Day 15: Byrness to Trows Farm via Windy Gyle

Return to Byrness for 2nd night

22kms – 5-7 hours

This day is a classic. It is hard on the knees with so many ups and downs but relatively easy to navigate. Leaving Byrness can confuse you. The path runs straight up the hill with an unmarked scramble up the last section. Pick up the path and follow it until you reach the Byrness Hill cairn or, in my case, watch my sister’s progress far, far ahead of me. Even in poor visibility, most of this section has good way markings and orientation aids, such as slabs and the fence line that marks the border between England and Scotland.

More bogs today. I suspect our boots will go straight to the drying room on our return to Forest View Inn this afternoon. The military uses this area for extensive training exercises. Authorities tell us not to touch any strange, metal or bomb-shaped objects. Okey dokey! I can live with that warning.  

Cheviot Hills
Yearning Saddle Refuge Hut below Lamb Hill

Windy Gyle at 619m is where we leave the Pennine Way to reach Trows Farm and get a lift back to Forest View Inn. True to its name you can literally get blown off your feet here. At Russell’s Cairn take the 3.2km southerly path to Trows Farms, a walk of only an hour when descending.

Russell’s Cairn at Windy Gyle

Day 16: Byrness to Trows Farm

Resume from Windy Gyle to Kirk Yetholm

21kms – 7 hours

After another delightful home-cooked dinner and hearty breakfast, Mrs Taylor returns us to Trows Farm. I am not looking forward to the steep ascent. Despite my trail fitness I struggle today.

Route finding is good. Unlike other parts of the Pennine Way, no walls, hedges, or trees will obstruct your view. Only posts and wire fences exist. Today is marginally superior to yesterday for scenery and considerably less boggy. The Cheviot Hills are a range of massive, rounded, hulking hills laid out in receding layers to the edge of your vision and an emotional descent to Kirk Yetholm to mark the end of this magnificent long-distance hike.

With good visibility, we choose the High Route, a more roller coaster walk including White Law Summit. if you have had enough, the Low Route, 30 minutes shorter, is easier.

Auchope Mountain Refuge Hut our lunch stop out of the biting wind
Descending into Kirk Yetholm, Scotland
Neil and I raise over $20,000 for MS Research Australia

Our Wainwright’s free beer, courtesy of the Border Hotel, awaits us if we can prove we walked the whole Pennine Way.
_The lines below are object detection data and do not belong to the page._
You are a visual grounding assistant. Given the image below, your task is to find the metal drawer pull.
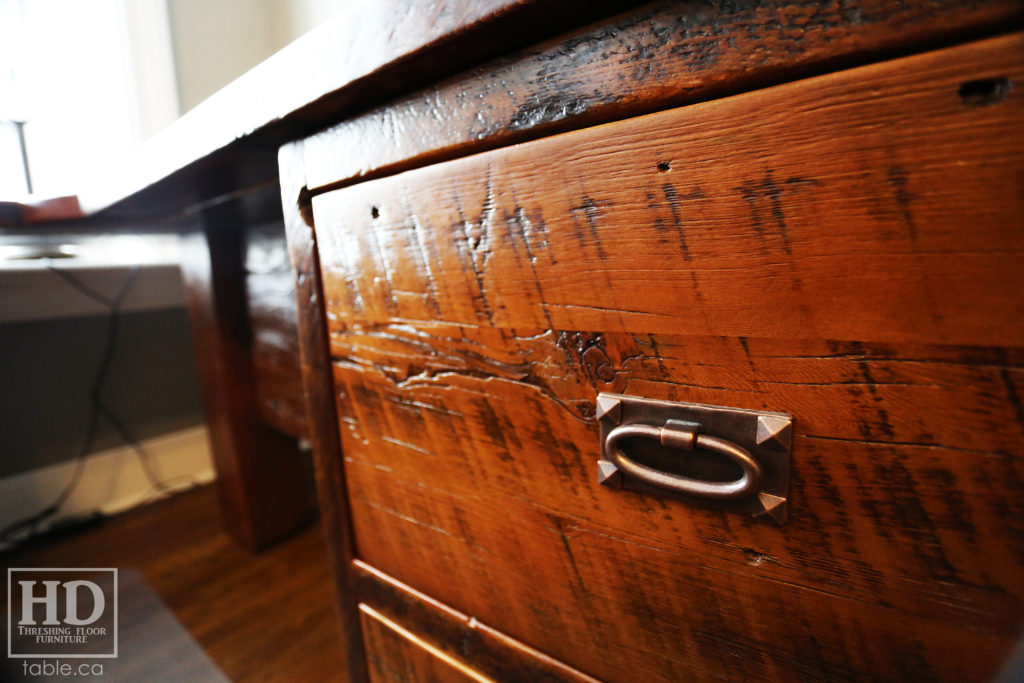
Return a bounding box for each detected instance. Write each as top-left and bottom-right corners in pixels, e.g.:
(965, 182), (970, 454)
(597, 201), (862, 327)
(595, 393), (793, 524)
(605, 420), (763, 501)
Most publicans reckon they can tell if you are lying or not.

What a wonderful journey. The difficult terrain and remoteness sprinkled with majestic scenery, history, excellent food, and a comfy bed each night made for a treasured walking experience. It was nice to do it with family, even if I did not see much of them.

This Post Has 2 Comments

  1. Yvonne

    Great scenery and story Katrina! Well done hiking all that way. That boot room, with all that wet muddy leather, must smell interesting. Maybe I need to take my motorcycle to visit the highest inn?

    1. Katrina

      Yvonne. That boot room was not at the highest pub. They had enough trouble keeping the inn running but it was situated right at the top of sweeping and windy moorland. The boot room, which we were prohibited from entering, was the pride and joy of Mr Taylor from Forest View Inn in Byrness which is very close to the Scottish border at Kirk Yetholm. We couldn’t have completed the Pennine Way without this wonderful couple’s assistance. Won’t ever pass up an opportunity for someone to clean and dry my boots.